Deutschland plant schärfere Gesetze gegen Lachgas und K.o.-Tropfen
In einer bedeutenden gesetzgeberischen Initiative hat das Bundeskabinett einen Gesetzentwurf von Gesundheitsministerin Nina Warken verabschiedet, der den Erwerb und Besitz von Lachgas für Minderjährige in Deutschland verbieten soll. Zusätzlich zu den Beschränkungen im Online-Handel und an Selbstbedienungsautomaten, zielt der Entwurf der Ministerin darauf ab, Kindern und Jugendlichen den Zugang zu dieser Substanz zu erschweren.

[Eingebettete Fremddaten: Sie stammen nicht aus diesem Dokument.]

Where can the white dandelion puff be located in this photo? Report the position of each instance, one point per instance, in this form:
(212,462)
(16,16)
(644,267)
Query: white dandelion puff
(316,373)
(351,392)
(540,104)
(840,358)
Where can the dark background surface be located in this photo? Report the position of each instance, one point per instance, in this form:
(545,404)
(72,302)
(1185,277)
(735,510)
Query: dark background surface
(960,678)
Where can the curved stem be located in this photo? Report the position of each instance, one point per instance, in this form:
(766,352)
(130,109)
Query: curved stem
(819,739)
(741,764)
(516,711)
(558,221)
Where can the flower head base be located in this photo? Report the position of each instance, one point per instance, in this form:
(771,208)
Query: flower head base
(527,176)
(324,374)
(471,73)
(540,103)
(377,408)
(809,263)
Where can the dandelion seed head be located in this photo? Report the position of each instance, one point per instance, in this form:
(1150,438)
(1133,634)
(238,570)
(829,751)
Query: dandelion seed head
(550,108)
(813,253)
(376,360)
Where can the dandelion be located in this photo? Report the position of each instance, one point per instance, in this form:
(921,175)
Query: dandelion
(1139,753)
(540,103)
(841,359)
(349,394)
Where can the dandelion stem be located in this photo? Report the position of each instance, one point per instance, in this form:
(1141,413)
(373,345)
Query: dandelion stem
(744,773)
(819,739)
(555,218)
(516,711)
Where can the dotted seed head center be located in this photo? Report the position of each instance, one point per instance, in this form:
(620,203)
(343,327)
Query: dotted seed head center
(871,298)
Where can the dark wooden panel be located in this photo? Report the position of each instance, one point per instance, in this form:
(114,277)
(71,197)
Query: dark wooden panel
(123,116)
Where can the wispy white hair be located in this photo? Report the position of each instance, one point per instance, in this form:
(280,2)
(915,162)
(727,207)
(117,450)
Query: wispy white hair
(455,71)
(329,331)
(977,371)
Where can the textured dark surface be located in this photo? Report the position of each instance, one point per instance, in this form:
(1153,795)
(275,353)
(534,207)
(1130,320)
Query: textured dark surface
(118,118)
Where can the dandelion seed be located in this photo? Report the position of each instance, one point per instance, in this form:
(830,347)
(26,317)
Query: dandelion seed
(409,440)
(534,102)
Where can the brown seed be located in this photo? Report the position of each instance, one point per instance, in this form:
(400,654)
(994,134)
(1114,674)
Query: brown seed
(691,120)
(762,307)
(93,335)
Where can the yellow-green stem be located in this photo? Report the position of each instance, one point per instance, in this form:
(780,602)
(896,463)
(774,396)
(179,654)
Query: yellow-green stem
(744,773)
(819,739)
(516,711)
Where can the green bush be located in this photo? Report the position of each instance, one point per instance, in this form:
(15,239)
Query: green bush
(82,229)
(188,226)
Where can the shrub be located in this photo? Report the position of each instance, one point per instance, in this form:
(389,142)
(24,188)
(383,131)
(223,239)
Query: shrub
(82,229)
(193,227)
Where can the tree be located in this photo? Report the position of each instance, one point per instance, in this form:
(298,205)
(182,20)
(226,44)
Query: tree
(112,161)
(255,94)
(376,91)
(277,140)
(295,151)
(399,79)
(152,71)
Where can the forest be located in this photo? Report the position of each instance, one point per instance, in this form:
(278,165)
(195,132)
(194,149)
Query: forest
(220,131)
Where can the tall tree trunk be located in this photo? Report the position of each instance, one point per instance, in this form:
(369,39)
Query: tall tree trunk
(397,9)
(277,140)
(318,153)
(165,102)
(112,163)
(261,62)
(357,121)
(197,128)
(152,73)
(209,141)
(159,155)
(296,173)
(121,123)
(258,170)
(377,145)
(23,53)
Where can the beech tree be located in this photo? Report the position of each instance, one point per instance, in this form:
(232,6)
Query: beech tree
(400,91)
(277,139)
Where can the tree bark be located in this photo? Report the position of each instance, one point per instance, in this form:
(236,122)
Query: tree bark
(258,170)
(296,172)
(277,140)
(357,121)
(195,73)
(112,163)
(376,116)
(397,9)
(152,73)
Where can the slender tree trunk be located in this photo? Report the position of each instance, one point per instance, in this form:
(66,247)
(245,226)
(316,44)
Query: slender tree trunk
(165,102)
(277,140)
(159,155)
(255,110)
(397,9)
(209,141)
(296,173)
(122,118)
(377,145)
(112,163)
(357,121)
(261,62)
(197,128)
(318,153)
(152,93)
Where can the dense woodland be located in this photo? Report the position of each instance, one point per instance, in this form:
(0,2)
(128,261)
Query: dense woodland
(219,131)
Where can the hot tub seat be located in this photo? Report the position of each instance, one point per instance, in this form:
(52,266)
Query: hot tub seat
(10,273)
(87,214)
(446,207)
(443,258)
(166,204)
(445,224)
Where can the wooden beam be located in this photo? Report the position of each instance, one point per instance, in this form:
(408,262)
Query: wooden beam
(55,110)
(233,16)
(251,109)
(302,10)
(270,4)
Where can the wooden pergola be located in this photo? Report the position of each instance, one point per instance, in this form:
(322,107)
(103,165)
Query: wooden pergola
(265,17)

Eine ebenfalls angestrebte Verschärfung betrifft chemische K.o.-Tropfen, deren Verfügbarkeit stark eingeschränkt werden soll.

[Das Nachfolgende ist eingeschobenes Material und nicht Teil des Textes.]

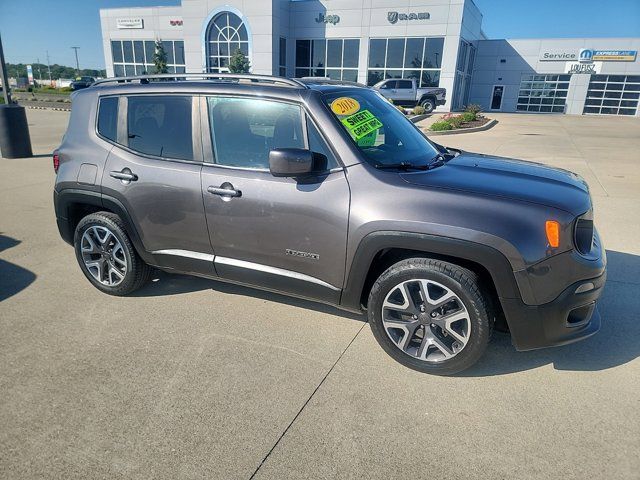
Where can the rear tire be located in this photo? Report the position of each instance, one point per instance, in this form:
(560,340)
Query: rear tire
(106,255)
(430,316)
(428,104)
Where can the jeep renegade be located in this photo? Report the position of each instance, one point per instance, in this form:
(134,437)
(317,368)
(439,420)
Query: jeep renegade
(324,191)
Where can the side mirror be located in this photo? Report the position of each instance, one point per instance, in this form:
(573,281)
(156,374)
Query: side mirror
(295,162)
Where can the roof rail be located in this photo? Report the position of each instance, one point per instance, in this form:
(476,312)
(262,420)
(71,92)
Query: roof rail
(268,79)
(328,81)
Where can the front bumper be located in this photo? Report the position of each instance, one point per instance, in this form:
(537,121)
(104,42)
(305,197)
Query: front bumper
(572,316)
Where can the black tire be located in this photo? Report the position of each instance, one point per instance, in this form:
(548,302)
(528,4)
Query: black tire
(428,104)
(462,282)
(137,272)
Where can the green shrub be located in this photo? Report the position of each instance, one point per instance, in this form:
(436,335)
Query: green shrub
(473,108)
(456,121)
(441,126)
(468,116)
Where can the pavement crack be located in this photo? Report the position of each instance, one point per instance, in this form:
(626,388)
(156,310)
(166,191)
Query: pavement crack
(305,404)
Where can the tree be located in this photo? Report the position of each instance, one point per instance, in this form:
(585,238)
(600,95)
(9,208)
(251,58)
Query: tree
(239,63)
(160,58)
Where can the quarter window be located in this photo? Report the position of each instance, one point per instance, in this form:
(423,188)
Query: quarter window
(160,126)
(244,131)
(108,118)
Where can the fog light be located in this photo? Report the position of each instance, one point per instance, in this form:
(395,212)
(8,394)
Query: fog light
(585,287)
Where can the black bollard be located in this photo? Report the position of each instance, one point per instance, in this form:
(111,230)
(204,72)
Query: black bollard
(14,132)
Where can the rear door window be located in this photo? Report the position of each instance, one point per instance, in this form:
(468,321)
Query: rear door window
(160,126)
(108,118)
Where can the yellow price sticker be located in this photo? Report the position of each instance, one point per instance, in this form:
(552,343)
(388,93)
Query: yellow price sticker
(345,106)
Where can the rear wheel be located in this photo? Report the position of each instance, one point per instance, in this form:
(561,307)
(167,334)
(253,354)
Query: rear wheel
(428,104)
(430,316)
(106,255)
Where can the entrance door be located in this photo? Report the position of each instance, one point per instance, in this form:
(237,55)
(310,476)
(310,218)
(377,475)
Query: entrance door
(496,97)
(283,234)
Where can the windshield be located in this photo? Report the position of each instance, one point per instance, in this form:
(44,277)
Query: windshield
(381,132)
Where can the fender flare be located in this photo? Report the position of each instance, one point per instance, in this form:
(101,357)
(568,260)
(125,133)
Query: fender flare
(491,259)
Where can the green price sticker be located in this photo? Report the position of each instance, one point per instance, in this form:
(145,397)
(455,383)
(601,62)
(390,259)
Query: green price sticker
(362,123)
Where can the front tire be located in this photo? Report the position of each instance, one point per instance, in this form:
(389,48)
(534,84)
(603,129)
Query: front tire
(430,316)
(106,255)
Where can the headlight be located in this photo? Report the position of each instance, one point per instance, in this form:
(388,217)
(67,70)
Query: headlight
(583,233)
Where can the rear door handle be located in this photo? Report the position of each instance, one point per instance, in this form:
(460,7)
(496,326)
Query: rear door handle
(225,190)
(125,175)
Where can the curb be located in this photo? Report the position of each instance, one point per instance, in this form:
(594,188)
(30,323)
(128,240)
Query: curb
(490,124)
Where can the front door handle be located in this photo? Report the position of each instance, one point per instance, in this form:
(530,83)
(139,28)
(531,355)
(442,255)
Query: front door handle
(225,190)
(125,175)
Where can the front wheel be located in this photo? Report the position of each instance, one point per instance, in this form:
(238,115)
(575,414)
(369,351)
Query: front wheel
(106,255)
(430,316)
(428,104)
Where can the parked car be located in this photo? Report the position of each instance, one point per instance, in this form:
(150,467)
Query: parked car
(82,82)
(405,92)
(326,192)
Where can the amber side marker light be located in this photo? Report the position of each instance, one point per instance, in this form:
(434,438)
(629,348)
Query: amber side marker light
(553,233)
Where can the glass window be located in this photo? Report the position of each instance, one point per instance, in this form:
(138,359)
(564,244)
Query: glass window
(116,51)
(414,53)
(334,53)
(318,145)
(244,131)
(377,53)
(433,53)
(318,54)
(351,53)
(108,118)
(303,53)
(394,141)
(283,51)
(179,48)
(127,48)
(138,51)
(160,126)
(395,52)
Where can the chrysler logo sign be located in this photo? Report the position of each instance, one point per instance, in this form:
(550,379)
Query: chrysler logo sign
(332,19)
(393,17)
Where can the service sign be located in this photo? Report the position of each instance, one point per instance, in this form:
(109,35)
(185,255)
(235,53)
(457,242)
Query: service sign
(129,23)
(581,67)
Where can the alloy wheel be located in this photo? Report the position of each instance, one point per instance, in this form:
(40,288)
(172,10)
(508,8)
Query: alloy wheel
(103,256)
(426,320)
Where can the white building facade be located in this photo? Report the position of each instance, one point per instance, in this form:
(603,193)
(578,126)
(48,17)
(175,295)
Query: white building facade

Gesundheitsministerin Warken betonte die Risiken von Lachgas, das zunehmend als Partydroge konsumiert wird. Neben potenziellen Bewusstseinsverlusten warnt Warken vor bleibenden Nervenschäden, insbesondere bei jungen Konsumenten. Der Bundesdrogenbeauftragte Hendrik Streeck drückte sich unmissverständlich aus: Lachgas sei keinesfalls ein 'harmloser Partygag'. Einfacher Zugang und geschmacksverstärkte Varianten tragen dazu bei, die Droge besonders bei Jugendlichen beliebt zu machen.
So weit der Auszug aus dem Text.